The Brothers Karamazov, by Fyodor Dostoevsky (tr. Constance Garnett)

Also requested Heidegger's Being and Time through interlibrary loan. When I mentioned the request to someone I know, who is interested in such things, she just groaned as a flood of memories of being frustrated with that work came to her.  Cheesy

I would highly recommend Dreyfus' Being-in-the-World: A Commentary on Heidegger's Being and Time, Division I to any and all who attempt to read this work alone and without much background.

Dreyfus' is a pugilist on the basic tennets in the first division upon which 98% of the rest of all Contemporary Philosophy hang (some hyperbole here, but not much). It can get somewhat tiresome, but it is for the most part the result of an Anglo-American trying to come to terms with the end of his own tradition and its futile attempts at progression. So some things are repeated over and over.

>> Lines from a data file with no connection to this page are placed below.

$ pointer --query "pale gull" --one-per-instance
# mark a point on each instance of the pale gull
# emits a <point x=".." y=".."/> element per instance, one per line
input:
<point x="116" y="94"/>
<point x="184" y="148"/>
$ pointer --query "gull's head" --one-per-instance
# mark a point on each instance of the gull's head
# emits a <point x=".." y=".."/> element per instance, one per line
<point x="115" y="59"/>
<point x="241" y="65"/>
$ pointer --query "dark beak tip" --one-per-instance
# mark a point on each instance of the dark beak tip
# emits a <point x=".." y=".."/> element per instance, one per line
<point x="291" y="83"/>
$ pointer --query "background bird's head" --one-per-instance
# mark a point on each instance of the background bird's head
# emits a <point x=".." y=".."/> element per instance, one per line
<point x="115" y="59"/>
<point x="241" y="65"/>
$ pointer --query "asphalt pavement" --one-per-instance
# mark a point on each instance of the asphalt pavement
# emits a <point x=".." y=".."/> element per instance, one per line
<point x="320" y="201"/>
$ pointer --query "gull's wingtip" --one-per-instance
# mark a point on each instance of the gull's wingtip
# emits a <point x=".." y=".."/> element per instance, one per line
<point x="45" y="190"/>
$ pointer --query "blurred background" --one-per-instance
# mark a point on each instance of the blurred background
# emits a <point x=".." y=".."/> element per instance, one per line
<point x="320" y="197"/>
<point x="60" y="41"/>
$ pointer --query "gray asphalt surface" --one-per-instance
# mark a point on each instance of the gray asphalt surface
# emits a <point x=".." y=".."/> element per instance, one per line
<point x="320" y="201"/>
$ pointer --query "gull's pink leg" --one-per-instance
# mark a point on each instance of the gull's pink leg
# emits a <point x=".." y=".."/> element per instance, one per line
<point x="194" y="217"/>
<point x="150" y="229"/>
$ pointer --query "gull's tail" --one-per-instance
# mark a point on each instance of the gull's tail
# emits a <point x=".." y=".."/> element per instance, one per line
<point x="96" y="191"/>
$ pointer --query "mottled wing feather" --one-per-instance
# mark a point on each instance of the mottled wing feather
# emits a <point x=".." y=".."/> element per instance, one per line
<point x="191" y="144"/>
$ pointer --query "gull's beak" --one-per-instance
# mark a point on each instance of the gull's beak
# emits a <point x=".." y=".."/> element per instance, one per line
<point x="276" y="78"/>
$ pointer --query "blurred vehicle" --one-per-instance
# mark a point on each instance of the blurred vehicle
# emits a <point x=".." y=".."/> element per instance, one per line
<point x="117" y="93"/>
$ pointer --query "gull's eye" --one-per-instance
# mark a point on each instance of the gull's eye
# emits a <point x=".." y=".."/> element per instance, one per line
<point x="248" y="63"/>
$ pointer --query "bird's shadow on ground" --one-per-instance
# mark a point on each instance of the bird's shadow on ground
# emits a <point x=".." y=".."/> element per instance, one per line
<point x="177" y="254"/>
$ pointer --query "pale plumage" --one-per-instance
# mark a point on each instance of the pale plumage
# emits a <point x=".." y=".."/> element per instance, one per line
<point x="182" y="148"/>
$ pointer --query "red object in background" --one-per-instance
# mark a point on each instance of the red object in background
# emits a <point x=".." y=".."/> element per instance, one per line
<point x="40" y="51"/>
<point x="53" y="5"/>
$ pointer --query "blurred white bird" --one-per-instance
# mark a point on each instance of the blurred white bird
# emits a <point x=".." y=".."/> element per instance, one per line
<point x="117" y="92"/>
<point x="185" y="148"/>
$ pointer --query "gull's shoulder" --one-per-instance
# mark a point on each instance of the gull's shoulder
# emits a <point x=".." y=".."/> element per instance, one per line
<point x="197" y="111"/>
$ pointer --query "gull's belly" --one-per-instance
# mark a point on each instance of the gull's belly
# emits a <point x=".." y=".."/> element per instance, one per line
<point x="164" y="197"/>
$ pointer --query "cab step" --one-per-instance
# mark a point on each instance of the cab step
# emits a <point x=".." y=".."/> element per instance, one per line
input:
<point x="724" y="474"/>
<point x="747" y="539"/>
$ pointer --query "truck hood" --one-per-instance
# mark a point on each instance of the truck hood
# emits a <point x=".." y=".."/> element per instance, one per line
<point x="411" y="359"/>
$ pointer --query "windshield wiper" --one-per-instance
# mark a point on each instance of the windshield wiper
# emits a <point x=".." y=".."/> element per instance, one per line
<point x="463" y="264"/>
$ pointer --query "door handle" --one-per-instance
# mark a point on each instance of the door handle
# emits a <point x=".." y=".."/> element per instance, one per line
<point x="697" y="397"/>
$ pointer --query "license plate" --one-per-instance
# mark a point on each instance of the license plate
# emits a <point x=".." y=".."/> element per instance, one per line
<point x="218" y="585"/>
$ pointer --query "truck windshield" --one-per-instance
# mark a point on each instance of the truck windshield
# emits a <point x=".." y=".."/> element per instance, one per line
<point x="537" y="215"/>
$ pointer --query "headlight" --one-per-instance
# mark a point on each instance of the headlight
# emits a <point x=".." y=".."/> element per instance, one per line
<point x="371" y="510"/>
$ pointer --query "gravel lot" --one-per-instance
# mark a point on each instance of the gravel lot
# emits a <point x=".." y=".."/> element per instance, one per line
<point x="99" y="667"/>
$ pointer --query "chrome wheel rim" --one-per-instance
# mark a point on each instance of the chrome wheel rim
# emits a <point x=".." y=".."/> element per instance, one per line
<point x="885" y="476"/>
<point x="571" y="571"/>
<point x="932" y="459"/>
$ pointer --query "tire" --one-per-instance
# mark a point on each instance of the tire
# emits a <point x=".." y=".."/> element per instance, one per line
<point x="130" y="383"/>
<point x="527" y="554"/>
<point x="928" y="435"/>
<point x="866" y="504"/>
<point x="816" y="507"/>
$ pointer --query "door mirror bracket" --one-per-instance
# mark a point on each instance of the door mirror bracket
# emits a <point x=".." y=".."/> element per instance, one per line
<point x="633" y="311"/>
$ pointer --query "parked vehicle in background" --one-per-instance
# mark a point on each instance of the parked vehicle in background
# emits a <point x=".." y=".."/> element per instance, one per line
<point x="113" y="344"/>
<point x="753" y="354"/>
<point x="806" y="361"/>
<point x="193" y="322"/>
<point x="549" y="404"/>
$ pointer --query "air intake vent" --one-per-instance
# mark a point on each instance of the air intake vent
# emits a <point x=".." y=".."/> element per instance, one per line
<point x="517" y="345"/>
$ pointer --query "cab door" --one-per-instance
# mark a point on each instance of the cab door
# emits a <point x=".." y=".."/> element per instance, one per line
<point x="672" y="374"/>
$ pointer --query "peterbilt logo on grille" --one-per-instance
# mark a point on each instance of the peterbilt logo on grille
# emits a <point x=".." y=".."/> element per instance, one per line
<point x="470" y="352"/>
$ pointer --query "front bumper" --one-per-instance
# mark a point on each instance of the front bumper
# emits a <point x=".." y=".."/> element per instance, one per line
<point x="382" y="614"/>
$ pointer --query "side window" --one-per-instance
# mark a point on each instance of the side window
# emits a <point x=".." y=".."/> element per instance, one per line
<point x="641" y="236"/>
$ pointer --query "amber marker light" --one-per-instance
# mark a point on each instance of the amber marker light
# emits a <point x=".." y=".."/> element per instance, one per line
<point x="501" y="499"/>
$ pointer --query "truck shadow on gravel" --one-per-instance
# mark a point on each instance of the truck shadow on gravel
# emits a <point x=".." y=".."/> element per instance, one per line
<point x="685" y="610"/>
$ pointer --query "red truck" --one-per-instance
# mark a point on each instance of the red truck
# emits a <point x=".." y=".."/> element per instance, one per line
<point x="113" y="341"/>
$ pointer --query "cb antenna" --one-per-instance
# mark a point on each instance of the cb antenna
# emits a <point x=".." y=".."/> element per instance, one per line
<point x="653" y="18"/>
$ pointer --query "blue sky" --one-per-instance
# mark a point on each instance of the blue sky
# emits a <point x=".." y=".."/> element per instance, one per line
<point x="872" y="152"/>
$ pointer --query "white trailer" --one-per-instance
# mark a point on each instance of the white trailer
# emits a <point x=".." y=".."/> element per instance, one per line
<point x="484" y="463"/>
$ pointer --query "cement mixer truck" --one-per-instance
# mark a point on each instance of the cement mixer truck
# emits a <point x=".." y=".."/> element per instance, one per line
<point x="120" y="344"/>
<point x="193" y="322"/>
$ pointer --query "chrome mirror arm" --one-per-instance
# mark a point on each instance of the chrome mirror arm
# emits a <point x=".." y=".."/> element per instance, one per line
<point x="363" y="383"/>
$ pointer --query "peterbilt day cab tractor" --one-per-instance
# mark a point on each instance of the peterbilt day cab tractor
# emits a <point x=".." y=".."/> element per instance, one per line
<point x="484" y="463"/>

But perhaps for the best as these "simple" insight probably are the most confounding or "obvious" and need putting into context, especially those not familiar at all with Continental Thought. He also does a good job at giving alternate translations to some of the key terms in Being and Time, which I think can be at time better than both critical versions in English translation.

The appendices can go the way of the trash can. Primarily written by a student, they attempt to address the "sexier" parts of B&T that caught the eye of the "Existentialists" looking backward from Being and Nothingness. They do Heidegger and Kierkegaard harm and no good.

This is a true intro which can and perhaps ought to be read before approaching the Kraut.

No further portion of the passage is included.